The best thing to do here is to actually reduce the size of your problem after you have assembled the full system matrices. Let's assume you've gotten to that point, so you have

$$\mathbf{\tilde{K}d}=\mathbf{\tilde{F}}$$

where $\mathbf{K}$ is a $N_{dof} \times N_{dof}$ matrix of stiffness coefficients, $\mathbf{d}$ is your full vector of nodal degrees of freedom (most of which are known in your case), and $\mathbf{F}$ is a $N_{dof} \times 1$ vector of "forces" which arose from integration of the source terms and Neumann boundary conditions.

Rather than solving this very large system, you want to reduce the system down to ONLY the unknowns in $\mathbf{d}$! The method I will describe here is very general, and is not limited to specially-shaped domains.

To do this, first (for the sake of simplicity) that the "top" half of your $\mathbf{d}$ vector contains your known values from the Dirichlet boundary conditions, and the bottom half contains your unknowns.
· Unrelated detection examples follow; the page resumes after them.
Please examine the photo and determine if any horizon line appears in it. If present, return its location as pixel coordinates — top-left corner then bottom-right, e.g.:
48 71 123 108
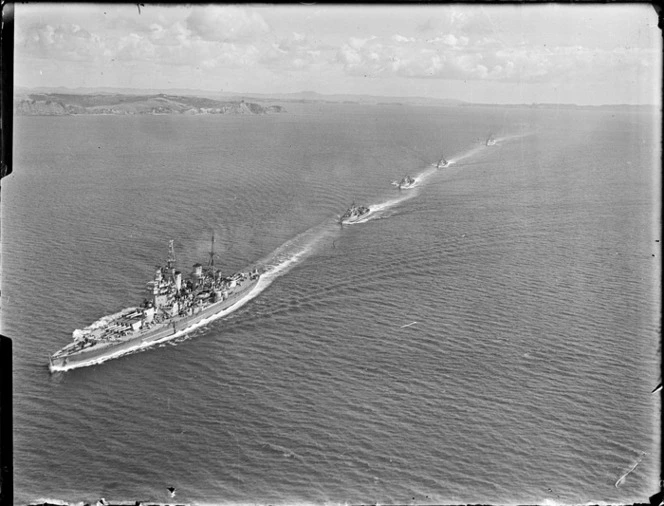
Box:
14 84 661 109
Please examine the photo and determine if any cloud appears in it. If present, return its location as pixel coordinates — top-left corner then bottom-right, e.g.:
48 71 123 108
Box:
186 5 270 42
15 22 103 61
336 24 652 83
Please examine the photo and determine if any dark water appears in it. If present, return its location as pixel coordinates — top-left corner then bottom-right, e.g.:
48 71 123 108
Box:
2 105 661 504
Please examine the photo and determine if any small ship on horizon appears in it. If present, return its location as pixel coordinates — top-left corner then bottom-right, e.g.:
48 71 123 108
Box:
339 202 371 225
392 176 417 190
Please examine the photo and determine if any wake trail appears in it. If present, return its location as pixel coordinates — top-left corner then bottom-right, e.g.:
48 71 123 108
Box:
615 452 647 488
215 131 520 312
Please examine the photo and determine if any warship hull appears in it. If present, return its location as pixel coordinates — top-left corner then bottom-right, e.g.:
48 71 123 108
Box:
49 277 260 372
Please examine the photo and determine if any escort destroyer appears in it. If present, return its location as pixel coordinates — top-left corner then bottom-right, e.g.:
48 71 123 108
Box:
49 236 261 372
339 202 371 225
436 155 450 169
392 176 417 190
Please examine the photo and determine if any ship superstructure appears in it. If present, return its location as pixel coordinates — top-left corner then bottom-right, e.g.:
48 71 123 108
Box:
392 176 417 190
339 202 371 225
49 236 260 372
436 155 450 169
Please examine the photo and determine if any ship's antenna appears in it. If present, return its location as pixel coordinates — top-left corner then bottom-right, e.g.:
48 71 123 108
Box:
168 239 175 269
208 230 214 268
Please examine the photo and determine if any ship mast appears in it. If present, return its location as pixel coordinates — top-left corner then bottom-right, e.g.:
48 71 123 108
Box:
208 230 214 269
166 239 175 269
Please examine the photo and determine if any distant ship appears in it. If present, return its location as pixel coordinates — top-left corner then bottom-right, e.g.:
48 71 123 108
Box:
49 235 260 372
436 156 450 169
392 176 417 190
339 202 371 225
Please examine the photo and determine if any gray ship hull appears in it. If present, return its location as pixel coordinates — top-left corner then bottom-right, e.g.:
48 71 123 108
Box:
49 272 260 372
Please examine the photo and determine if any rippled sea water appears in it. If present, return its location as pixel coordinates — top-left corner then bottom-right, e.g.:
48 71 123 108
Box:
2 104 661 504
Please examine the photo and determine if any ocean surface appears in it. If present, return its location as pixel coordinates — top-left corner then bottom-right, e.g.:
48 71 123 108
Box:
1 104 661 505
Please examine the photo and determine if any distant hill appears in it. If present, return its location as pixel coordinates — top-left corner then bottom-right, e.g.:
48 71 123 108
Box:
14 93 284 116
14 86 466 106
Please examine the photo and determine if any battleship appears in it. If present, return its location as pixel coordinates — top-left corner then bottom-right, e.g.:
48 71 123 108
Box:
392 176 417 190
49 235 261 372
339 202 371 225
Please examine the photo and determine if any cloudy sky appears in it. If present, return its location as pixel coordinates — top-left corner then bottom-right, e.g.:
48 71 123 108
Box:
15 4 662 104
Immediately, we see that we can simply ignore your first $N_{dof}/2$ equations. In practice, this means chopping off the first $N_{dof}/2$ rows of $\mathbf{\tilde{K}}$ and $\mathbf{\tilde{F}}$. Now we're left with a more manageable set of equations

$$\mathbf{\hat{K}d}=\mathbf{\hat{F}}$$

where $\mathbf{\hat{K}}$ is a $\frac{N_{dof}}{2} \times N_{dof}$ matrix, and $\mathbf{\hat{F}}$ is a vector of length $N_{dof}/2$. We haven't yet done anything with $\mathbf{d}$.
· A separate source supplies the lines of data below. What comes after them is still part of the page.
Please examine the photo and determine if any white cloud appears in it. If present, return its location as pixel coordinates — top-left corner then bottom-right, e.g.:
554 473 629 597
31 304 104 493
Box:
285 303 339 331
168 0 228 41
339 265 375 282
Now, we're going to reduce $\mathbf{d}$ down to only having the unknowns on the left side of the equation. Notice that the first $N_{dof}/2$ columns of $\mathbf{\hat{K}}$ are being multiplied with known values of $\mathbf{d}$. We will take advantage of this fact and move all of the known values to the right-hand side of the equation. That statement may have been a little cryptic, but the best way to illustrate it is with a little bit of code. I'm going to use a MATLAB-like syntax and take advantage of matrix slicing.
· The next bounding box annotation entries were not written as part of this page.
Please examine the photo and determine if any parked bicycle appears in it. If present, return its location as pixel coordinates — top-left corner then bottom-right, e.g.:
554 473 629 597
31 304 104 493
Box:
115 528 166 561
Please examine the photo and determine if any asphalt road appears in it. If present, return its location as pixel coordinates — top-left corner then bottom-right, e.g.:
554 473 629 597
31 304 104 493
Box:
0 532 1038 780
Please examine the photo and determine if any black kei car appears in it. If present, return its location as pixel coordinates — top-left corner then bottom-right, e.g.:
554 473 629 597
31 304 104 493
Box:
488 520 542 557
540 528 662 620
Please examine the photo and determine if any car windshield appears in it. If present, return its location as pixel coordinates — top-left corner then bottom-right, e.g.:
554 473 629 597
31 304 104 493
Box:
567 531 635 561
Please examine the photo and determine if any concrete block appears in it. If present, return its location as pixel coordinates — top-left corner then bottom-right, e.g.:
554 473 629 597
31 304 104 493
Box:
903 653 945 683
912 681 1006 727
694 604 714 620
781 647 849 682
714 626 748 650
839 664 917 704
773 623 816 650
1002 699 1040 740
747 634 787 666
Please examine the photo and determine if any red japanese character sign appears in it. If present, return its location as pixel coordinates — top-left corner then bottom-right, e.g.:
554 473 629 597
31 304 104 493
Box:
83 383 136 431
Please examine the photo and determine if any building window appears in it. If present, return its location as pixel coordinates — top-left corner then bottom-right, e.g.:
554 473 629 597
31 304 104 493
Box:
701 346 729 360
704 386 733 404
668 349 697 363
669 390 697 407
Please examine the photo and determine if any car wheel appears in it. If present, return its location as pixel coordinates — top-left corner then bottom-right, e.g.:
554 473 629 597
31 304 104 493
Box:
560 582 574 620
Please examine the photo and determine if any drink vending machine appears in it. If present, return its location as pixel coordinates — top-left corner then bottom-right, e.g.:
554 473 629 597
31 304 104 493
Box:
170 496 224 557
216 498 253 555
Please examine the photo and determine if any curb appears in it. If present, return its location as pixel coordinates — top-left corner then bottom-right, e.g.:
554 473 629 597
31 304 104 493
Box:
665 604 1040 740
for ii=1:Ndof                            //loop through d
if(isDirichletDOF(ii))               //proceed if d(ii) is known
Fhat = Fhat - d(ii)*Khat(:,ii);
end
end


In the small snippet above, I only moved over columns associated with KNOWN values (ie, all of the dirichlet boundary values) and did not touch any of the others. Now that you've done this, you no longer need to worry about the known values of $\mathbf{d}$ any more, so just chop it down to a vector of only unknowns. Simultaneously, make a new matrix $\mathbf{K_{final}}$ from $\mathbf{\hat{K}}$ that uses only the columns that were not associated with known values. Now you finally have the system that you want to solve.

$$\mathbf{K_{final}d_{unknowns}} = \mathbf{\hat{F}_{modified}}$$

In your particular application, this will be MUCH MUCH faster than some other methods of applying boundary conditions. From here, you pick your favorite linear solver and go to town. I won't try to predict actual performance gains since that depends so much on the linear solver you use, but $\mathbf{K}$ is now $1/10,000$ the size that it used to be (if, for some reason you were not using a sparse matrix).

Obviously, in practice, you don't know your node numbering ahead of time (for non-trivial geometries) so you just need to do some bookkeeping to determine which rows to get rid of and which columns to move to the right hand side of the equation.